Gratitude is due especially to Tommy’s and everyone who raises money for their vital work researching the causes of miscarriage, premature birth, and stillbirth. Their work will mean fewer parents will suffer the heartbreak that Martin and I endure since losing our beautiful Hugo.
And finally – I would also like to say a huge thank you to everyone who took the time to write to Tommy’s in support of my nomination. Here are a few I know about:
I believe Leigh Kendall deserves recognition for the outstanding work she is doing raising awareness of HELLP syndrome, prematurity, life with a baby in a NICU, and also most importantly giving a voice for bereaved parents like herself.
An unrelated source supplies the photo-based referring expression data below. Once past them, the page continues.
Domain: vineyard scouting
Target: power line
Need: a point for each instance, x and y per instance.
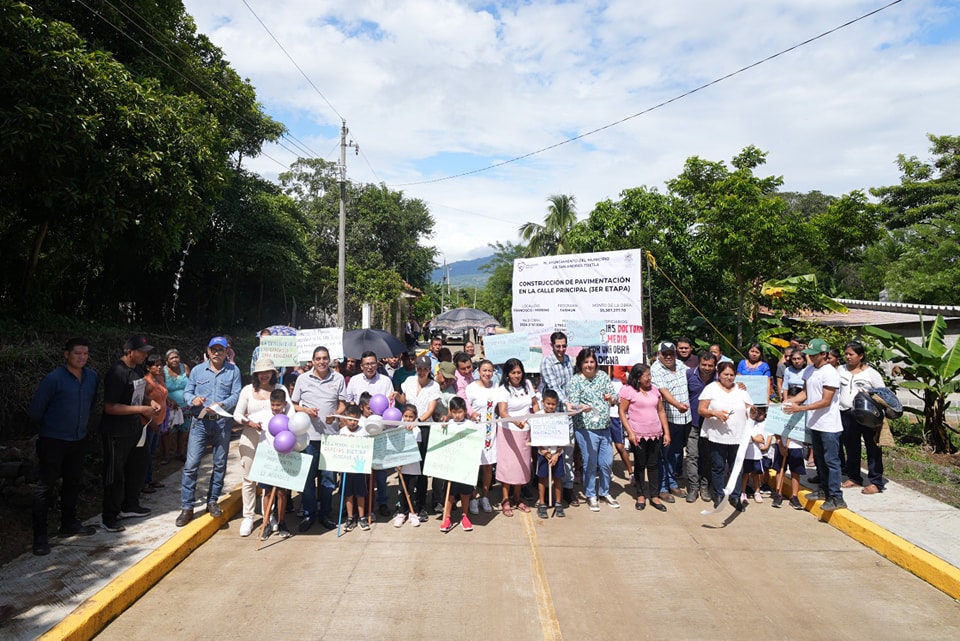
(657, 106)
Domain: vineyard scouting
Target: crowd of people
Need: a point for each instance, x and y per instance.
(683, 418)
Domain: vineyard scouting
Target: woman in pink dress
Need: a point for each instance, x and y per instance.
(645, 420)
(517, 398)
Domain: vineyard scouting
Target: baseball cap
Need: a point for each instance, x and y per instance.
(817, 346)
(137, 343)
(448, 370)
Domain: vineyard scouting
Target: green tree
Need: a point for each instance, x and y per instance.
(496, 298)
(931, 373)
(752, 234)
(550, 238)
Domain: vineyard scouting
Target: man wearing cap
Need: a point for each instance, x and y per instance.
(820, 399)
(670, 377)
(213, 385)
(373, 382)
(62, 406)
(319, 393)
(123, 429)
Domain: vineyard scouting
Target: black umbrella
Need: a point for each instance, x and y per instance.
(464, 318)
(381, 343)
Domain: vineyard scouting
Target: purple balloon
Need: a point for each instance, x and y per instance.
(285, 441)
(379, 404)
(279, 423)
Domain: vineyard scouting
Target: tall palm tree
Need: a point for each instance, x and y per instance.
(548, 239)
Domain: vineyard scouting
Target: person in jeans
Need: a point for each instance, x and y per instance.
(62, 405)
(822, 402)
(214, 384)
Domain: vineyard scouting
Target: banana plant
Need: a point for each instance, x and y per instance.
(931, 372)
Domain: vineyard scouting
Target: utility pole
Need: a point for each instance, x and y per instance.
(342, 250)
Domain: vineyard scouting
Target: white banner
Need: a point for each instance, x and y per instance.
(587, 290)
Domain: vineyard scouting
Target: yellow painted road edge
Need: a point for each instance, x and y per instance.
(930, 568)
(548, 616)
(91, 616)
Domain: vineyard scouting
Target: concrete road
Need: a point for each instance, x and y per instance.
(617, 574)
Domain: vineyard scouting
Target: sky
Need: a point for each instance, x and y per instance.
(434, 88)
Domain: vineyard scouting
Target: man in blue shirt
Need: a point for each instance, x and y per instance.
(213, 385)
(62, 406)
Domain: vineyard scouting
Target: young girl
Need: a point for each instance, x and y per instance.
(755, 463)
(458, 416)
(550, 464)
(355, 484)
(278, 405)
(410, 473)
(513, 436)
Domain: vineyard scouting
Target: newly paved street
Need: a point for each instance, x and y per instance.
(617, 574)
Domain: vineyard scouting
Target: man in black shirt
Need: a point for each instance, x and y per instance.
(123, 429)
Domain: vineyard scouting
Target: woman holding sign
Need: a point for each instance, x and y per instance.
(517, 398)
(590, 390)
(723, 408)
(254, 400)
(482, 399)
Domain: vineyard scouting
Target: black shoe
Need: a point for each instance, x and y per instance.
(737, 504)
(112, 526)
(76, 529)
(717, 499)
(134, 512)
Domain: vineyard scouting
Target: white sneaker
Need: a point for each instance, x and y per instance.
(612, 502)
(246, 526)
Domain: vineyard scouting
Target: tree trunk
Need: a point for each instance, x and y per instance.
(933, 417)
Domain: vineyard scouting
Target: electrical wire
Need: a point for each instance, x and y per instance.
(656, 106)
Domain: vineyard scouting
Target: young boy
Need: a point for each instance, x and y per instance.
(410, 473)
(550, 464)
(278, 405)
(755, 462)
(355, 484)
(458, 416)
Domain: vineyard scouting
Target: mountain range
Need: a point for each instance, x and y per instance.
(464, 273)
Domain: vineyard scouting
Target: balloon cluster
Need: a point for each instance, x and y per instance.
(383, 411)
(290, 434)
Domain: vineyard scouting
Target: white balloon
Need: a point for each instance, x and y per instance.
(374, 425)
(299, 424)
(303, 440)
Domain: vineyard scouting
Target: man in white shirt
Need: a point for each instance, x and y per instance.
(822, 402)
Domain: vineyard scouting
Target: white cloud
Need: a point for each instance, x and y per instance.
(422, 79)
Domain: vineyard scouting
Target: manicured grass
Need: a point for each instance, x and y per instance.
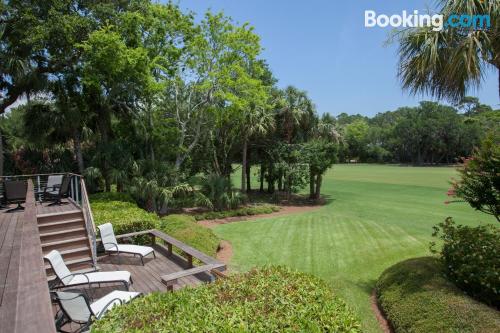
(375, 217)
(273, 299)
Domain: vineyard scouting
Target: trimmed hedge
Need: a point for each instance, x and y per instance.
(271, 299)
(185, 229)
(416, 296)
(120, 210)
(244, 211)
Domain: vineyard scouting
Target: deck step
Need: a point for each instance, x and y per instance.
(71, 250)
(65, 241)
(69, 263)
(61, 232)
(59, 216)
(61, 223)
(68, 212)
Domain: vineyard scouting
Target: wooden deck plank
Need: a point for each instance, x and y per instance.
(8, 241)
(26, 305)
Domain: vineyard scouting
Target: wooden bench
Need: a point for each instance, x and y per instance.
(171, 279)
(210, 265)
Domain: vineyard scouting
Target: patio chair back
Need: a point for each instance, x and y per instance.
(74, 305)
(59, 267)
(107, 236)
(15, 190)
(54, 181)
(64, 189)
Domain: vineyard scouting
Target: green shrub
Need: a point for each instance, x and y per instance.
(471, 256)
(244, 211)
(273, 299)
(105, 197)
(185, 229)
(127, 217)
(416, 296)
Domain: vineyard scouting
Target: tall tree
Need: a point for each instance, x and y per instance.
(449, 62)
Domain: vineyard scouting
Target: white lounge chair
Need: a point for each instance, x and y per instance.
(111, 245)
(68, 279)
(76, 308)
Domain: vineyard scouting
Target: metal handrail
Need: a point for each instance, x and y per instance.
(40, 180)
(89, 220)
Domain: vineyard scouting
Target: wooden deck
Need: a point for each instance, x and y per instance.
(10, 235)
(147, 278)
(23, 283)
(24, 295)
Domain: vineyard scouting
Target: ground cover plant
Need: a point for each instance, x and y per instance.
(374, 217)
(416, 297)
(243, 211)
(472, 258)
(271, 299)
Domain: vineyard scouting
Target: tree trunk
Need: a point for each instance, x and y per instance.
(104, 128)
(262, 173)
(244, 166)
(319, 180)
(311, 185)
(78, 152)
(1, 153)
(150, 134)
(248, 172)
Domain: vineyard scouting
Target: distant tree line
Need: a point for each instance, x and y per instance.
(430, 133)
(144, 97)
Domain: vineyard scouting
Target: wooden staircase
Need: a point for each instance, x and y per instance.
(66, 232)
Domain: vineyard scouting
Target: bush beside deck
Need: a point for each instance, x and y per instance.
(416, 297)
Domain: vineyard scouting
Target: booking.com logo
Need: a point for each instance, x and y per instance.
(436, 21)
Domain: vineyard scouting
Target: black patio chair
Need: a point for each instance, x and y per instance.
(58, 193)
(15, 192)
(75, 307)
To do this in the midst of her own grief is such an achievement it would be wonderful for her to be recognised . #Hugo’slegacy
A brilliant writer, her honest insight into the reality of living with grief, allows others to feel less alone, hugely comforted by her words, and more able to ask for the help and support they need and deserve both from those close to them but also front of line staff in the medical profession.
“Leigh used her exquisite writing ability to share her experience and feelings every step of the way which helps both those who were and are in the same position of infant loss or traumatic births but also to those who aren’t. Her blogs have me in tears for both sadness and happiness that she is able to share what she is going through giving so much love, support and hope to others. Such a courageous woman who has made Hugo immortal in so many ways.”